Whittingham Buttons 
I used this instead, but I don't think it was exactly the same thing as the Bird's Custard Powder because my cookies were not in the least bit puffie.
Whittingham Buttons 
They spread out a lot and I actually had to cut them apart with a round cookie cutter, which was not a problem and left us lots of nice crispy trimmings to munch on.  I also had to re-poke the holes in the centre, which I did with the smaller end of a chop stick.
Whittingham Buttons  
At first I thought they were inedible and despaired at the waste of my time and ingredients, but actually, they turned out to be VERY delicious indeed, if not totally the same as those in the photograph.  I would not call these a failure in the least, although if you want to have puffie ones I would use the Birds Custard powder.  
Whittingham Buttons 
*Whittingham Buttons*Makes 12 to 16Printable Recipe 
A traditional biscuit/cookie hailing from a small village in Northumberland called Whittingham. Crisp and sweet. 
175g butter (3/4 cup + 1/2 TBS)75g icing sugar (1/2 cup plus 3 1/2 tsp)175g plain flour (1 1/3 cups)50g custard powder (scant 1/3 cup)
Whittingham Buttons 
Preheat the oven to 180*C/350*F/gas mark 4.  Butter a large baking sheet. 
Cream the butter and sugar together until light and fluffy.  Add both the flour and custard powder and mix together with the creamed mixture to form a firm dough.  Break off pieces the size of a large walnut and roll into balls the size of a large whole walnut. Place on the baking sheet and flatten slightly, leaving some space in between.  Make four button holes on the top with a skewer. 

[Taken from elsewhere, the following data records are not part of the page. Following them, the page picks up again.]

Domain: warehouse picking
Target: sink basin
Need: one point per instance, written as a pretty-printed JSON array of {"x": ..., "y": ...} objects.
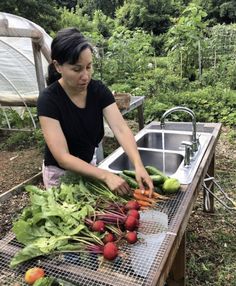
[
  {"x": 154, "y": 153},
  {"x": 151, "y": 158},
  {"x": 172, "y": 141}
]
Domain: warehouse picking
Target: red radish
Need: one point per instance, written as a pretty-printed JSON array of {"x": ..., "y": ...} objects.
[
  {"x": 132, "y": 205},
  {"x": 110, "y": 251},
  {"x": 98, "y": 226},
  {"x": 109, "y": 237},
  {"x": 134, "y": 213},
  {"x": 131, "y": 223},
  {"x": 131, "y": 237}
]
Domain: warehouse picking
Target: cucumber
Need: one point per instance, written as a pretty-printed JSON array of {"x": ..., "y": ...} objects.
[
  {"x": 130, "y": 173},
  {"x": 154, "y": 171},
  {"x": 131, "y": 181},
  {"x": 157, "y": 179}
]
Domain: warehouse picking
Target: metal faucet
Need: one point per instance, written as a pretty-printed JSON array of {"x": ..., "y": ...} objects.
[{"x": 195, "y": 141}]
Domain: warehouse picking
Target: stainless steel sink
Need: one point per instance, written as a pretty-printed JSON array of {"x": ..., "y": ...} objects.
[
  {"x": 167, "y": 141},
  {"x": 167, "y": 157},
  {"x": 151, "y": 158}
]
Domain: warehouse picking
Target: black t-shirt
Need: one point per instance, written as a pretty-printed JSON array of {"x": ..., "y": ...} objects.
[{"x": 82, "y": 127}]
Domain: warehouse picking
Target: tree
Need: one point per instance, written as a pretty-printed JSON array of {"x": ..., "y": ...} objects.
[
  {"x": 108, "y": 7},
  {"x": 220, "y": 11},
  {"x": 151, "y": 15},
  {"x": 182, "y": 40},
  {"x": 41, "y": 12}
]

Bake for 12 to 15 minutes until lightly golden.  Cool on a wire rack.  
Store in an airtight container. 
Note- they will spread so leave plenty of space in between so they don't run together. 
Whittingham Buttons 
These are crisp, sweet, buttery and very moreish.  I wonder what Paul would say.  I think he would like them, but I'm not entirely sure I would get a Hollywood handshake!   Bon Appetit!